Project creates a digital space for visually-focused humanities scholarship

By Meghan Chua

 

Graduate student Olivia Ernst had studied this particular medieval charm, a medical remedy that involves herbs or phrases, before she saw it in its original form. The charm was meant to help women through childbirth and appeared to be very long.

However, when she saw the original manuscript, Ernst realized that parts of the charm began with a large capital letter – usually the sign of a new charm entirely. Maybe, she thought, it wasn’t one big charm at all. Maybe it was a collection of different remedies.

Insights like this into medieval manuscripts have long been hard to come by for most researchers. Scholars like Ernst who research early-medieval Anglo-Saxons, covering roughly the fifth through 11th centuries A.D., have two potential sources for their information: the visual original manuscript, or the text-based official transcript written by an editor at a later time. If they can’t afford to travel to England to see the original, and can’t find the manuscript online, the official transcript is all they have.
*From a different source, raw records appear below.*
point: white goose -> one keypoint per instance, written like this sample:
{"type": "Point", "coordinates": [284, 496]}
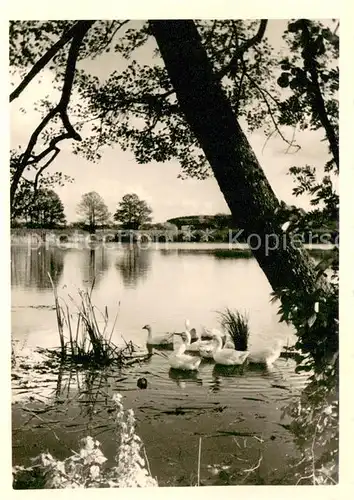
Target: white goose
{"type": "Point", "coordinates": [164, 340]}
{"type": "Point", "coordinates": [227, 357]}
{"type": "Point", "coordinates": [266, 355]}
{"type": "Point", "coordinates": [181, 361]}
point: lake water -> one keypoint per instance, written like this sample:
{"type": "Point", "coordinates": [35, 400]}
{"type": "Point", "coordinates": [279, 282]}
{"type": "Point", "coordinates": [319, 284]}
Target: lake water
{"type": "Point", "coordinates": [238, 414]}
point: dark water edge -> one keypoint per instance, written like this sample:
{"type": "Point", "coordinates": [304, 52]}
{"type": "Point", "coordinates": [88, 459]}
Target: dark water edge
{"type": "Point", "coordinates": [237, 426]}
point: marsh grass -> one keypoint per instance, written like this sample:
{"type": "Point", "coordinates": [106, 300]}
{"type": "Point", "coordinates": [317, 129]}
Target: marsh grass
{"type": "Point", "coordinates": [236, 326]}
{"type": "Point", "coordinates": [84, 334]}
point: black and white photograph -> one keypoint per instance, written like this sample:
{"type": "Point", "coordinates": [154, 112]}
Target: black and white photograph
{"type": "Point", "coordinates": [174, 233]}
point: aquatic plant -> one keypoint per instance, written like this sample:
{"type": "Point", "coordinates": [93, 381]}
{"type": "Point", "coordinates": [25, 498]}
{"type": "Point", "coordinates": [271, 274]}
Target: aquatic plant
{"type": "Point", "coordinates": [236, 326]}
{"type": "Point", "coordinates": [88, 467]}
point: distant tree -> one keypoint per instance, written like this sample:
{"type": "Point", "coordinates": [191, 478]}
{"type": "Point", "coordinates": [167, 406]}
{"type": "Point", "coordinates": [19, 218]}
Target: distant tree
{"type": "Point", "coordinates": [46, 210]}
{"type": "Point", "coordinates": [35, 202]}
{"type": "Point", "coordinates": [132, 212]}
{"type": "Point", "coordinates": [93, 211]}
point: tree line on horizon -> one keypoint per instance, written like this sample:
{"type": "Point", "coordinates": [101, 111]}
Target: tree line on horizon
{"type": "Point", "coordinates": [46, 211]}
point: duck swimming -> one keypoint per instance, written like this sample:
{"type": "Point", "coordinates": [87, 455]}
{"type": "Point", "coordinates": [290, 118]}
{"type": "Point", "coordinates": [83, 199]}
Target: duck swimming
{"type": "Point", "coordinates": [181, 361]}
{"type": "Point", "coordinates": [164, 340]}
{"type": "Point", "coordinates": [227, 357]}
{"type": "Point", "coordinates": [197, 343]}
{"type": "Point", "coordinates": [266, 355]}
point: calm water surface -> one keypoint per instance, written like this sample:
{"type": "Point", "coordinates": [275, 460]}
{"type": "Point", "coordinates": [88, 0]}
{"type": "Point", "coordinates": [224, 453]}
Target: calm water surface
{"type": "Point", "coordinates": [237, 413]}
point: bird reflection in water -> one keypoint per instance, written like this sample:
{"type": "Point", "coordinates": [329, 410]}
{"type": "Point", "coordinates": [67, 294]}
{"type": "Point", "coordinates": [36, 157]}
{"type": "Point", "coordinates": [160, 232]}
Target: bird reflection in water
{"type": "Point", "coordinates": [220, 372]}
{"type": "Point", "coordinates": [183, 377]}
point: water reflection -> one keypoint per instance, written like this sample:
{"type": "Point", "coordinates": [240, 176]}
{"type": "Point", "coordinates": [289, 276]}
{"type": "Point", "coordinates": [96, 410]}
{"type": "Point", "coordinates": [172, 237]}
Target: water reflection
{"type": "Point", "coordinates": [30, 267]}
{"type": "Point", "coordinates": [133, 265]}
{"type": "Point", "coordinates": [96, 263]}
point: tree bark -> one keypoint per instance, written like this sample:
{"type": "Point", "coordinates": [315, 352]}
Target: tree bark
{"type": "Point", "coordinates": [241, 179]}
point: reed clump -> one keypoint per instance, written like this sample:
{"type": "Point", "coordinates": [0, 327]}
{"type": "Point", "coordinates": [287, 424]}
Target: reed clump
{"type": "Point", "coordinates": [236, 326]}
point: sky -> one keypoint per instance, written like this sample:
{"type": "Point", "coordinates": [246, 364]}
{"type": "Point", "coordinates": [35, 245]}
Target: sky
{"type": "Point", "coordinates": [117, 173]}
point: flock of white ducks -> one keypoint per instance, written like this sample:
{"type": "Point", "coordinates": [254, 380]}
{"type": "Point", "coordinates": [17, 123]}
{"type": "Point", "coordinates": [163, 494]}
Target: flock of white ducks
{"type": "Point", "coordinates": [211, 344]}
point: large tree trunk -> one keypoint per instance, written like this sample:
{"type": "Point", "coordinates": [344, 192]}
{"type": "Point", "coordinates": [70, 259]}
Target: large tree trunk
{"type": "Point", "coordinates": [241, 179]}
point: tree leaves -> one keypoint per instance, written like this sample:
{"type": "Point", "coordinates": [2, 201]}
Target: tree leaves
{"type": "Point", "coordinates": [132, 212]}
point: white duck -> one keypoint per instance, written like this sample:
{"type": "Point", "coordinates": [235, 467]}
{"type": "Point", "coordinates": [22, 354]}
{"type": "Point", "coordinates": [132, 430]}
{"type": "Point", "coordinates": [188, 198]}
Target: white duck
{"type": "Point", "coordinates": [164, 340]}
{"type": "Point", "coordinates": [266, 355]}
{"type": "Point", "coordinates": [227, 357]}
{"type": "Point", "coordinates": [181, 361]}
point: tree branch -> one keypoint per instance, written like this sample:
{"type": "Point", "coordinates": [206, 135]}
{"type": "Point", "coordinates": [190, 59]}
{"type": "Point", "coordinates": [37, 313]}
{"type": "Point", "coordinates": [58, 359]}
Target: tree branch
{"type": "Point", "coordinates": [257, 38]}
{"type": "Point", "coordinates": [43, 61]}
{"type": "Point", "coordinates": [60, 108]}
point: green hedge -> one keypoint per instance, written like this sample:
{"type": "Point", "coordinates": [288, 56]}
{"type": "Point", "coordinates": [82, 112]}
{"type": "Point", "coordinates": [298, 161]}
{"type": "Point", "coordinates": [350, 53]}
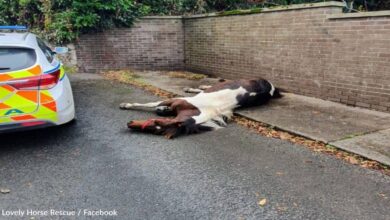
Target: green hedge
{"type": "Point", "coordinates": [62, 21]}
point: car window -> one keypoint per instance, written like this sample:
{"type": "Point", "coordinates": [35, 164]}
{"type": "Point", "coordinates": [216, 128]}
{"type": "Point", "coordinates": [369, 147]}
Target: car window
{"type": "Point", "coordinates": [13, 59]}
{"type": "Point", "coordinates": [46, 50]}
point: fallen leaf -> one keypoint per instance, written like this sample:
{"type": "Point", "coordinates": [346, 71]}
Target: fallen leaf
{"type": "Point", "coordinates": [262, 202]}
{"type": "Point", "coordinates": [352, 160]}
{"type": "Point", "coordinates": [5, 190]}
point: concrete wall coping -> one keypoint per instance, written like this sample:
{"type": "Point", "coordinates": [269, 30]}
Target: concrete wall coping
{"type": "Point", "coordinates": [162, 17]}
{"type": "Point", "coordinates": [360, 15]}
{"type": "Point", "coordinates": [273, 9]}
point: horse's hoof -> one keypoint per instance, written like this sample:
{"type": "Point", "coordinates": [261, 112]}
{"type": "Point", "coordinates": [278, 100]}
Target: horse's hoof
{"type": "Point", "coordinates": [186, 89]}
{"type": "Point", "coordinates": [123, 105]}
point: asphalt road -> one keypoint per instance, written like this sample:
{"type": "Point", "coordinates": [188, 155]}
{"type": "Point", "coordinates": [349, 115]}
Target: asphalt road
{"type": "Point", "coordinates": [97, 163]}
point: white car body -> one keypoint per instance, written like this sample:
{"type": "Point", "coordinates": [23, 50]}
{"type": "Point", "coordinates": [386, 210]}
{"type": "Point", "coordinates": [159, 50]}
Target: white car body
{"type": "Point", "coordinates": [61, 92]}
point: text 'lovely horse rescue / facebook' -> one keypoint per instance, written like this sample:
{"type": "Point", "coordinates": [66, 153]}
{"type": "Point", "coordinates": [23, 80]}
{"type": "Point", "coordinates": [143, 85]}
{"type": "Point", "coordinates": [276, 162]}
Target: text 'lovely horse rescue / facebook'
{"type": "Point", "coordinates": [206, 111]}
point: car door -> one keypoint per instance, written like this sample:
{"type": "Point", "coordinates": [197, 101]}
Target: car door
{"type": "Point", "coordinates": [19, 83]}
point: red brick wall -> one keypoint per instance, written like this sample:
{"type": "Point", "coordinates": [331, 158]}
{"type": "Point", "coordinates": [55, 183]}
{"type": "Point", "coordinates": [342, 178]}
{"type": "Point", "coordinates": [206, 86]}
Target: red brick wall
{"type": "Point", "coordinates": [302, 51]}
{"type": "Point", "coordinates": [150, 44]}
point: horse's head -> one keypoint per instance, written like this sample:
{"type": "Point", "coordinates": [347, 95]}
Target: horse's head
{"type": "Point", "coordinates": [168, 127]}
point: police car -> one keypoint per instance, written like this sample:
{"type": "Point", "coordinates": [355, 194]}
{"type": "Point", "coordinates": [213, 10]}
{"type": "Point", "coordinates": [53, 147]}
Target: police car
{"type": "Point", "coordinates": [34, 89]}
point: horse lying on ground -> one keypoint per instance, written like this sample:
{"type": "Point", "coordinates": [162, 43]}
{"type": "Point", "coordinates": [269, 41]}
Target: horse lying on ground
{"type": "Point", "coordinates": [209, 110]}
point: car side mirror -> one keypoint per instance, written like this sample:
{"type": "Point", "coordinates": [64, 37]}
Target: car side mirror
{"type": "Point", "coordinates": [61, 50]}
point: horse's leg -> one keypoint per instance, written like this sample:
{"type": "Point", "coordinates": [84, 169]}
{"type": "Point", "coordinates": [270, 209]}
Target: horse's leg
{"type": "Point", "coordinates": [139, 105]}
{"type": "Point", "coordinates": [192, 90]}
{"type": "Point", "coordinates": [204, 87]}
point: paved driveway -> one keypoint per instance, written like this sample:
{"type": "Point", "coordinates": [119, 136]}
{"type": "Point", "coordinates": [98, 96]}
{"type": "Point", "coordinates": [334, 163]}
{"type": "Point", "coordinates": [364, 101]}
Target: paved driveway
{"type": "Point", "coordinates": [97, 163]}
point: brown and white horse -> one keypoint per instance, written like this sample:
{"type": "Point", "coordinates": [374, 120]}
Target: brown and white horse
{"type": "Point", "coordinates": [206, 111]}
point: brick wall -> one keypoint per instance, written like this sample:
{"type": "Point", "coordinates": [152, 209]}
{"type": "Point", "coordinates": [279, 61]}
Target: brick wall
{"type": "Point", "coordinates": [313, 50]}
{"type": "Point", "coordinates": [316, 51]}
{"type": "Point", "coordinates": [152, 43]}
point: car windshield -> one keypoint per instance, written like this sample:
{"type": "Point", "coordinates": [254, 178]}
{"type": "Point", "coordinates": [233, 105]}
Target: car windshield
{"type": "Point", "coordinates": [13, 59]}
A digital humanities platform at UW–Madison is developing an online tool that addresses that availability. Digital Mappa is headed by Martin Foys in the English department along with colleagues at the University of Pennsylvania, and is funded in part by a UW2020 grant from the Wisconsin Alumni Research Foundation (WARF). The platform allows users to build projects in a digital space, with the ability to link documents to one another, make comments, highlight interesting points, and collaborate with others.

A screen split into four windows shows two views, one zoomed in, of a scanned medieval manuscript. The other two windows show a transcript and comment related to the manuscript. A fifth pop up links to another comment.
Graduate student Olivia Ernst studied the “For Delayed Birth” charm by looking at the scanned manuscript and adding it to the Digital Mappa platform. Being able to access a visual copy of the manuscript allowed Ernst to make new observations about the way the charm is structured. Digital Mappa also allows users to make comments and add links.

Maxwell Gray, a research assistant in the English department working on the project, said that the platform can show not only the content of a manuscript but also its visual history. In one example, the lettering on a manuscript had been partially scraped off to make room for more writing – which never happened. In a high-quality photograph of the manuscript, scholars can see the ghost of the original writing.

“Being able to see that kind of visual history is very interesting,” Gray said, adding that in printed publishing, that quality can be hard to come by.

Having a visual version of the manuscript available helps scholars like Ernst see more deeply into the intent of the manuscripts they study. Editors of official transcripts often make judgments on unclear words or potential typos and record what they think the manuscript’s original scribe meant to write. As Ernst has worked adding digital versions of the manuscripts into Digital Mappa and pairing them with the official transcript, she has found a lot of interesting moments where the nuances of the original manuscript have been lost.

In one charm, a transcription editor made a note that one line was metrically unsound, and took it upon themselves to change that line to follow the rules of poetry. “For generations, people have been using that transcription and not realizing that there’s something else going on there,” Ernst said.

As Ernst continues to expand the Old English Poetry manuscripts available in Digital Mappa, making note of the discrepancies against the transcript, these rare forms of media become more accessible to everyone.

“Even though what we’re doing with DM is taking stuff that is already publicly available to researchers, by putting it all in one place and adding minimal annotations to help highlight some of the differences, some of the interesting parts, some controversial moments, we’re just making it that much easier for researchers who don’t have that training to start doing manuscript work,” Ernst said. “It feels like continuing to democratize the field and making it more accessible.”

Gray said that within the humanities, there has been a lot of recent attention to visual objects. Medieval literary studies has been at the forefront of that. But, Digital Mappa is not just a tool for medievalists, nor digital scholars. Gray said other fields from early-modern art to comic arts could also benefit from using it.

“What we’re providing is a really simple set of tools for anyone to take whatever kind of visual objects of study they’re working on, and present them in a way that is really accessible to viewers,” Gray said.

Digital Mappa ultimately seeks to expand the idea of what form academic work can take, appealing not only to faculty and researchers but also to undergraduate students and the public.

Already, Ernst said Digital Mappa is a great environment to capture a piece of a manuscript and share it with others, especially through social media (say, #medievaltwitter) or groups of scholars with similar interests.

With an upcoming release of Digital Mappa 2.0, slated for later this spring, the platform will be even easier to install and more user-friendly. “What we’re able to do there makes my job a lot easier and will allow me to do a lot of really new, cool, interesting things,” Ernst said.

Those who are interested in creating a project with Digital Mappa can reach out to the team, including Gray, to get started.

“We’re creating a whole new website that I think is going to be a lot more inviting and engaging to people who are finding us online, and we’re also going to be more prepared to work with teachers and students on campus who are – as we hope – interested in teaching with DM,” Gray said.

The Digital Mappa project is funded in part by a UW2020 grant, supporting innovative and groundbreaking research with the potential to transform a field of study. UW2020 grants are supported by the Wisconsin Alumni Research Foundation (WARF) with combined funding from other sources.